Shelby.tv/blog

Getting Rails SSL right on Nginx w/ Passenger

danspinosa:

400 Bad Request

The plain HTTP request was sent to HTTPS port

It bugged me for an entire day.  ”Please send HTTPS stuff to HTTPS and I’ll be perfectly happy,” said nginx.  ”Fuck you, I do what I want,” said the oAuth callback from Twitter.  So I started digging…

Maybe I could just tell nginx to re-direct the request.  It knows what it wants; it should be able to satisfy itself…

error_page 497 https://$host$request_uri;

Nope.  But if this did work, it would only treat a symptom, not the problem itself.

So I needed to find out *why* the oAuth callback_url was being set to “http://shelby.tv:443” instead of “https://shelby.tv”.  A little digging into OmniAuth and I found the full_host method which ultimately makes this determination based on request.url.  An additional line of logging and I discovered that reqeust.url had the http scheme, not https.

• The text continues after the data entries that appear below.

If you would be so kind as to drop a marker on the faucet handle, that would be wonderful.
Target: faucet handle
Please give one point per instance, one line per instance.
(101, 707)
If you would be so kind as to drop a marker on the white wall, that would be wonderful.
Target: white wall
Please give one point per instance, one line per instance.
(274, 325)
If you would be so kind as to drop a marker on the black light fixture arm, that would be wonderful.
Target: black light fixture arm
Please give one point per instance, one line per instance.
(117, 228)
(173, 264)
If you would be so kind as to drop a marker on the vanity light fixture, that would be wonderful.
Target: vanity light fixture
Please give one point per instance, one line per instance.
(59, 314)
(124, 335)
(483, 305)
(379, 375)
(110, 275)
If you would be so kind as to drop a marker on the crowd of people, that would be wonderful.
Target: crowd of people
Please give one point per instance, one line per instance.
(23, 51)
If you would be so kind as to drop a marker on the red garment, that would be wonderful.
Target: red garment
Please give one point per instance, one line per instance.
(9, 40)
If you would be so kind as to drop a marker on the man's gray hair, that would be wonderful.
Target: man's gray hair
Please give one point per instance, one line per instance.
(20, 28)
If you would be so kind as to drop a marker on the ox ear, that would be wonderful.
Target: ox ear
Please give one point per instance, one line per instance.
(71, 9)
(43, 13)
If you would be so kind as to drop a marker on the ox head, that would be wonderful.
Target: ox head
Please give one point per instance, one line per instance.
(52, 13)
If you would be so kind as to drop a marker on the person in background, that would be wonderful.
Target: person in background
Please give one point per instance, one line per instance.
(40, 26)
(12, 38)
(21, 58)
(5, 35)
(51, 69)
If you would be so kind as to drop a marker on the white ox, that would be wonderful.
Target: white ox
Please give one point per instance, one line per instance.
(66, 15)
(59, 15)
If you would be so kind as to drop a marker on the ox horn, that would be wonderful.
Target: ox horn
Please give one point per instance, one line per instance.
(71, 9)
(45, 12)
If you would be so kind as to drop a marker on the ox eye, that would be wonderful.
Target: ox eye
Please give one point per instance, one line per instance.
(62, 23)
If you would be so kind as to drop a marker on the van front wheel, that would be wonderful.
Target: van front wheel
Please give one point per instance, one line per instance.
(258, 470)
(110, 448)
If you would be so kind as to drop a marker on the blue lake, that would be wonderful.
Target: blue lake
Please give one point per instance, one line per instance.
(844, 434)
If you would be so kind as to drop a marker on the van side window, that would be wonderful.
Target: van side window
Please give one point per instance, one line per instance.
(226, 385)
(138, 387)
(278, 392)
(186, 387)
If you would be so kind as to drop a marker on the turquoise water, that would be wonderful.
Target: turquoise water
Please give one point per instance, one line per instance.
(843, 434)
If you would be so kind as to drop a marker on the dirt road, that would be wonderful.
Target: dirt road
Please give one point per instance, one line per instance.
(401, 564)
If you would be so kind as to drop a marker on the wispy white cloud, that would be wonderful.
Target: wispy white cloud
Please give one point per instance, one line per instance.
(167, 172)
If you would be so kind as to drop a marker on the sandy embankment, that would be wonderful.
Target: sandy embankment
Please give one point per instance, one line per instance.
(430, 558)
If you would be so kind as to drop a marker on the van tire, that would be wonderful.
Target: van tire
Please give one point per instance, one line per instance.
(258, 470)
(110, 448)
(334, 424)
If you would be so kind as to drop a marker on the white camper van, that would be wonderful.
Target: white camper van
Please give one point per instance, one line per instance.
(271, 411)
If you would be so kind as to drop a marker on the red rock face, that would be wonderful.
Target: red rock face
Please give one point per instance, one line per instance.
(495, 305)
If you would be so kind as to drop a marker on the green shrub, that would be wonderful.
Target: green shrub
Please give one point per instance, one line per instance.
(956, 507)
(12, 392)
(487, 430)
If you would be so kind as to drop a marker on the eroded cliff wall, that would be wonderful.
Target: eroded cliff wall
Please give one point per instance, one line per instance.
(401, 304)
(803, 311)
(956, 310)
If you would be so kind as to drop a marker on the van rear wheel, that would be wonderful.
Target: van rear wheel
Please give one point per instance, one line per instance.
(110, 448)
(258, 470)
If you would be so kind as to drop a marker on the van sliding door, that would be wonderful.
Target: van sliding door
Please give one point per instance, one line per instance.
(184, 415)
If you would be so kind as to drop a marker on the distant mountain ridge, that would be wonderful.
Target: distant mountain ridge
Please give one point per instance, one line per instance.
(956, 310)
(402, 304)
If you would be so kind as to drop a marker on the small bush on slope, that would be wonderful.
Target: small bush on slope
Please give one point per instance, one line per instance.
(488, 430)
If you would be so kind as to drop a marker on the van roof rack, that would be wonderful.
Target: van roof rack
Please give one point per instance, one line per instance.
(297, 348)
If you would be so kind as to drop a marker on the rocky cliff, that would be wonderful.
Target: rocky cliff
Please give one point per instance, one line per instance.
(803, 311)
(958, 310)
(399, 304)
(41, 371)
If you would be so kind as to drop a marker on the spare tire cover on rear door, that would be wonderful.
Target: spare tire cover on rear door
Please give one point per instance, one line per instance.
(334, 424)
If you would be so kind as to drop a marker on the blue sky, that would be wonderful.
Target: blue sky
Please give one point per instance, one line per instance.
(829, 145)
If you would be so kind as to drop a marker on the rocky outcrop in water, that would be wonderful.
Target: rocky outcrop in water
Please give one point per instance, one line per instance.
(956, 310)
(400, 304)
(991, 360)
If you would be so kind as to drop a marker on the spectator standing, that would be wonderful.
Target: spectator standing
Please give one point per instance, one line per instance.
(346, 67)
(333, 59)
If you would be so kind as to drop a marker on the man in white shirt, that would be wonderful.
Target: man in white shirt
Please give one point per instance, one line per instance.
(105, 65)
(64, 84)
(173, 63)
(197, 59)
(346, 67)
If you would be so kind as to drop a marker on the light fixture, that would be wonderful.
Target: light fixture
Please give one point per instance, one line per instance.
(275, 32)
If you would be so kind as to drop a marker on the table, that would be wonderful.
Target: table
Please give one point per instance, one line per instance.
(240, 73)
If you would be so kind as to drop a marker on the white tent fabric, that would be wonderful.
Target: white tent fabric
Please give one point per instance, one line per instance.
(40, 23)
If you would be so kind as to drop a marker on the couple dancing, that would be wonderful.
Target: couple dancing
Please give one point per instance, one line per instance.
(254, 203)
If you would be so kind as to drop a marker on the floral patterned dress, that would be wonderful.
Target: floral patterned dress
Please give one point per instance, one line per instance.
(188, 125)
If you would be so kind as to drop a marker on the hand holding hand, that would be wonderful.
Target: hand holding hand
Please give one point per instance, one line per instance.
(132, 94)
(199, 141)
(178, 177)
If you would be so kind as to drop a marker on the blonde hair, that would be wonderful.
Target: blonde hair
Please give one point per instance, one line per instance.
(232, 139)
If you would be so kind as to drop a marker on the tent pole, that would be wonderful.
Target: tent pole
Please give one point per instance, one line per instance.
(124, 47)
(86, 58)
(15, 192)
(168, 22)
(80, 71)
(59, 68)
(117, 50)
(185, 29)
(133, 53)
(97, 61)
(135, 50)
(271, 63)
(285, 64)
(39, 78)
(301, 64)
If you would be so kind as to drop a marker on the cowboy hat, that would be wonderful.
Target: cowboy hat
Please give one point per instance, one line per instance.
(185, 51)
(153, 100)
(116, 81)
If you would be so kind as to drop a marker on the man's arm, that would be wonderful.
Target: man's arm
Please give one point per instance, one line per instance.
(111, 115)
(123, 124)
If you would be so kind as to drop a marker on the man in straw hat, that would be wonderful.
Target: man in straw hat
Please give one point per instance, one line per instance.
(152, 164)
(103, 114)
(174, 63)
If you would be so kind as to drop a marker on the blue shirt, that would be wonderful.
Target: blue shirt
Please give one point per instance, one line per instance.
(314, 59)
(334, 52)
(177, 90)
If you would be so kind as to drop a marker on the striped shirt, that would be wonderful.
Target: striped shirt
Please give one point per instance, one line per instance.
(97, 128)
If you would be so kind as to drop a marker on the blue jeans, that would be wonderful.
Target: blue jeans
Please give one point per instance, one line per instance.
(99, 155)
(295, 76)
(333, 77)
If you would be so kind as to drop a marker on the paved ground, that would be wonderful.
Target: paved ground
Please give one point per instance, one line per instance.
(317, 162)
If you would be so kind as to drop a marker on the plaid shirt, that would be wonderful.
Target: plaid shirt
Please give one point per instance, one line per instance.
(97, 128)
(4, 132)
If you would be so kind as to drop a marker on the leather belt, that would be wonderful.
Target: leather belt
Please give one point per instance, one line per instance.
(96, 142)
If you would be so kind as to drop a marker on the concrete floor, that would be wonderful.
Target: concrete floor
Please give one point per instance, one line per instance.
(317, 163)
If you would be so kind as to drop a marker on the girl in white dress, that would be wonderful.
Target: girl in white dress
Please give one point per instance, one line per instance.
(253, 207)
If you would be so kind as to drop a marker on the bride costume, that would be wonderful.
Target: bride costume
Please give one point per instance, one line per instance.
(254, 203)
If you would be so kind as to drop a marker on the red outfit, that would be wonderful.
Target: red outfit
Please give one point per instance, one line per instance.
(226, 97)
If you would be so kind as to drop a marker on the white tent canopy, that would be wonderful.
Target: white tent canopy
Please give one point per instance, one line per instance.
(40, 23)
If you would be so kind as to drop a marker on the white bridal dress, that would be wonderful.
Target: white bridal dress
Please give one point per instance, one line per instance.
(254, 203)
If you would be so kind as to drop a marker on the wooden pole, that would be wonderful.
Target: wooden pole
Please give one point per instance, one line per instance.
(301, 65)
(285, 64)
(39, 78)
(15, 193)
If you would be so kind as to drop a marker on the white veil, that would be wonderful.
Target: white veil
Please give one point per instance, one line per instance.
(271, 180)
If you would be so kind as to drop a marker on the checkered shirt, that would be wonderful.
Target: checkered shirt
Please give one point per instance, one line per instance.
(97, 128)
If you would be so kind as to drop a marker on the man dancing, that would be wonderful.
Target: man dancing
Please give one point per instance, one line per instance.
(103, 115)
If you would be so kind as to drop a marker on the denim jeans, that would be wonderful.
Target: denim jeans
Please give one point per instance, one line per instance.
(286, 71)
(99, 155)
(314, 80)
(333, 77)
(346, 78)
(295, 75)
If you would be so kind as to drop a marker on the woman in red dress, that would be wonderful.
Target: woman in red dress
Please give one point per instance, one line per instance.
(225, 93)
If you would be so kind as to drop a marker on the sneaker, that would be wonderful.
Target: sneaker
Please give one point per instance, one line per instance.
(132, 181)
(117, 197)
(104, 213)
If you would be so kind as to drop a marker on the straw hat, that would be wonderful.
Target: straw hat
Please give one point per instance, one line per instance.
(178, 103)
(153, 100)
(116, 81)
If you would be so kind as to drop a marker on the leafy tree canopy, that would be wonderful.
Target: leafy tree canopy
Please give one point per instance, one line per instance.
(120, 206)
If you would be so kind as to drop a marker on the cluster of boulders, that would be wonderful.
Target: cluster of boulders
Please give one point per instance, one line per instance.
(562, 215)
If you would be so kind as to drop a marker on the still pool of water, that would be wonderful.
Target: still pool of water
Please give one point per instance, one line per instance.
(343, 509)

I’m running Rails w/ Passenger on nginx.  But nginx likes to keeps secrets from Rails (specifically, it doesn’t let on about SSL).  So you just ask nginx to let Rails in on the secret and boom, everything “just works” (thanks to the excellent work on the Rails core team and OmniAuth, behind the scenes).

passenger_set_cgi_param HTTP_X_FORWARDED_PROTO https;

That’s it.  Threw that one liner into my ssl-enabled server{} block and Rails’ request.url was fixed, allowing OmniAuth correctly built the callback_url.  :-]

—-

FYI: I spent almost a full day researching this problem (to no avail), during which time I learned a shit tonne about these technologies and code bases.  I then made a smart move: document my progress and go home.  Came in the next morning and hit the fix in 20 minutes.  

Work is a much better version of school.